Bolivarianismo: ¿lo apoyaría Simón Bolívar? 2º parte

Los principales puntos de diferencia entre el Bolivarianismo y Simón Bolívar podrían ser éstos:

1) Indigenismo: Creencia de que los indígenas deben regirse por derechos “especiales”. Esto es racismo, ya que se separa (es un apartheid legal) al indígena del resto de ciudadanos venezolanos. Un indígena no puede ser tratado con leyes diferentes como si se tratara de un animal, sino con los mismos derechos y deberes que toda la nación, que son la garantía real de la igualdad. Por ello, no hay motivos para recluir a los ciudadanos que se atengan a un presunto origen étnico, sino que hay que integrarlos en la sociedad.

2) Alianza con el imperialismo chiíta: Chávez y sus aliados, en mi opinión están metiendo la pata al permitir que los ayatolás iraníes metan el turbante en Venezuela y el resto de países “bolivarianos”. La integración racional sólo puede darse a través de la plataforma común de la Hispanidad (o la Patria Grande que promovió Bolívar) y no con misticismos andinos de ningún genéro que son más propios de los regionalismos y del Antiguo Régimen, aspecto último que comparte, a nuestro pesar, el país persa y sus amigos globales. Bolívar, como liberal, era contrario a la sumisión hacia tiranos o ideologías oscurantistas como bien conocemos.
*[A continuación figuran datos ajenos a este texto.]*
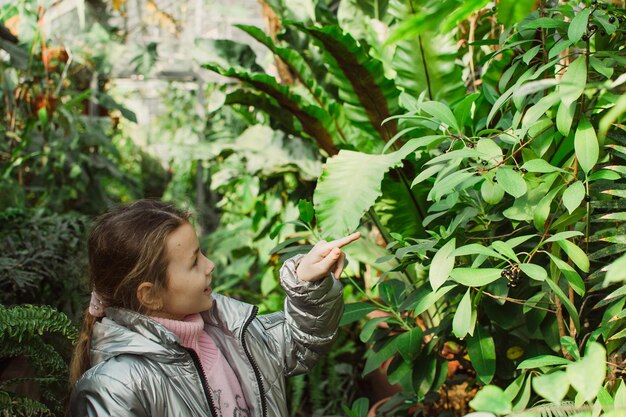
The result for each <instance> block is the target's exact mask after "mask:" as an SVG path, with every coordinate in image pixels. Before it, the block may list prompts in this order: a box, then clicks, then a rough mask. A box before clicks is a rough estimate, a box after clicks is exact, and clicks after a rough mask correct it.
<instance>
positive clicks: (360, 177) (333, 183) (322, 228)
mask: <svg viewBox="0 0 626 417" xmlns="http://www.w3.org/2000/svg"><path fill="white" fill-rule="evenodd" d="M419 146H421V142H420V139H413V140H411V141H409V142H407V143H406V144H405V145H404V146H403V147H402V149H400V150H398V151H396V152H392V153H389V154H383V155H369V154H365V153H360V152H354V151H347V150H341V151H340V152H339V154H338V155H336V156H334V157H332V158H329V159H328V160H327V162H326V168H325V169H324V172H322V175H321V176H320V178H319V181H318V183H317V187H316V188H315V193H314V195H313V201H314V205H315V212H316V214H317V220H318V225H319V227H320V229H321V232H322V235H324V236H326V237H331V238H337V237H340V236H343V235H345V234H346V233H349V232H350V231H353V230H355V229H356V227H357V226H358V225H359V221H360V220H361V217H363V215H364V214H365V212H367V210H369V209H370V208H371V207H372V205H373V204H374V202H375V201H376V199H377V198H378V197H380V196H381V195H382V191H381V182H382V180H383V177H384V175H385V173H386V172H387V171H389V170H390V169H391V168H393V167H396V166H398V165H400V164H401V162H402V160H403V159H404V158H406V156H407V155H409V154H410V153H411V152H413V151H415V149H416V148H418V147H419ZM407 198H408V197H407Z"/></svg>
3) Antinorteamericanismo: La demonización a lo “occidental” es un craso error, sobre todo cuando Venezuela es un país tan occidental como Estados Unidos o Italia. Incluso los teóricos del “socialismo científico” Marx y Engels reconocieron los grandes logros científicos, artísticos y económicos que trajo el capitalismo (trenes, inventos, revolución industrial, máquinas…) y ahora hay más gente sobre la Tierra que en ningún momento de toda la Historia. Estados Unidos no es Satanás e incluso Bolívar manifestó su admiración a la nación del norte en múltiples ocasiones.

4) “Vida austera”: Chávez proclama la vida austera primitiva como algo glorioso y digno a imitar. Bolívar decía todo lo contrario, que se debe proporcionar el mayor grado de felicidad a los ciudadanos también satisfaciendo sus necesidades (y el consumo es una necesidad). Nuestra civilización recorre actualmente, cada nación a su ritmo, a grandes trancos el camino de la abundancia que no el de la necesidad de siglos pasados.

En conclusión podemos decir que el proyecto de Chávez poco tiene que ver con Simón Bolívar más que como una justificación simbólica de su mandato. Lo mismo hicieron otros presidentes del país, curiosamente, apelar a la tradición. Pero como sabemos, nadie es perfecto. Más que apelar a figuras del pasado y una presunta “continuación” de las medidas proclamadas por Bolívar sería mejor actuar con el presente y desde el presente.